Bruce Brooks Pfeiffer, Frank Lloyd Wright scholar, former apprentice, dies

Lily Altavena
The Republic | azcentral.com
Pictured in 2010, Bruce Brooks Pfeiffer looks through photographs acquired by The Frank Lloyd Wright Foundation. Pfeiffer, once an apprentice to Wright, died Dec. 31, 2017.

Bruce Brooks Pfeiffer, a prolific scholar and former apprentice of Frank Lloyd Wright, has died.

Pfeiffer passed on Dec. 31, according to the Frank Lloyd Wright Foundation. He was in his late 80s.

He began as an apprentice, joining Taliesin Fellowship in 1949 in Scottsdale. Pfeiffer later became the director of the foundation's archives.
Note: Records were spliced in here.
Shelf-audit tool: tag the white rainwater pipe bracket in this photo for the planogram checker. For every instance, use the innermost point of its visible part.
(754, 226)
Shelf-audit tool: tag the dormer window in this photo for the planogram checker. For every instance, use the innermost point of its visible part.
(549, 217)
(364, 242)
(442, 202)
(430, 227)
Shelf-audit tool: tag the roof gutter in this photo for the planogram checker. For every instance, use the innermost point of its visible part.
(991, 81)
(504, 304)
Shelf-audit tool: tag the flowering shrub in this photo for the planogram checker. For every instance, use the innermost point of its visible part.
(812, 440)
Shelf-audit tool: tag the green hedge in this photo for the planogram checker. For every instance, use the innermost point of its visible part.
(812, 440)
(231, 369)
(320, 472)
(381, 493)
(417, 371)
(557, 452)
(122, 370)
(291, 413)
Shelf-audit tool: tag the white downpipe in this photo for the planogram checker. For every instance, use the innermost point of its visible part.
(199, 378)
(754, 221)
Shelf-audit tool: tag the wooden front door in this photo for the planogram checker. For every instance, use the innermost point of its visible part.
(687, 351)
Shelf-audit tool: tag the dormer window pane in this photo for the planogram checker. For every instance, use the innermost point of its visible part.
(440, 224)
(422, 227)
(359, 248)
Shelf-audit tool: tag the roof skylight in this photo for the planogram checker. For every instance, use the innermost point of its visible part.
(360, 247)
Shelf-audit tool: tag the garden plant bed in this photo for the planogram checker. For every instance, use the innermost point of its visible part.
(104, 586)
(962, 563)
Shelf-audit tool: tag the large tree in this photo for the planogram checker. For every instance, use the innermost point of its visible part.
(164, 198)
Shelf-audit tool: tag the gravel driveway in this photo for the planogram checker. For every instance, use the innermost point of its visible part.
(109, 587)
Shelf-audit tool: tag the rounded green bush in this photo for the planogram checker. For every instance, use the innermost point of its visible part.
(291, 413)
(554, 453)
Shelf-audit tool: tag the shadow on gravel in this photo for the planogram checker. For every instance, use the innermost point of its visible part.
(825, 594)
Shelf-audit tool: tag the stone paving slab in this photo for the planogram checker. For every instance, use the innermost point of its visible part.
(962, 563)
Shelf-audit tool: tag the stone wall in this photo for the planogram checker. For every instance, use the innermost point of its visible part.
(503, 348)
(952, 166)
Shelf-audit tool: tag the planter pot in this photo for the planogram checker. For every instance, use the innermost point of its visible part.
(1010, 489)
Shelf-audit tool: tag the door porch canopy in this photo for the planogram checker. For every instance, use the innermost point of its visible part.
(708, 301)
Pfeiffer's life's work became compiling a comprehensive record of Frank Lloyd Wright, authoring more than 50 writings about the American architect. 

The Frank Lloyd Wright Foundation announced Pfeiffer's death Tuesday, writing, in part: 

"Bruce was a sustaining force in ensuring that the legacy of Wright’s work and words are available to all of us, and to future generations." 
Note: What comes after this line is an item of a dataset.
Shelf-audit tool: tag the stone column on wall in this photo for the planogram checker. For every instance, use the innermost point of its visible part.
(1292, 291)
Wright first caught Pfeiffer's attention in 1946, from a Life magazine article, he told The Republic in 2002. Another decade-old article notes that the archivist had earned a second-degree black belt in taekwondo, an activity he took up during a bout of arthritis. 

So captivated by Wright at a young age, Pfeiffer left college and traveled from Massachusetts to Taliesin in 1949. 

"I had the funniest feeling (that) I'm not going somewhere," he said in 2002 of first coming to Taliesin. "I'm coming somewhere. This is where I'm going to spend the rest of my life."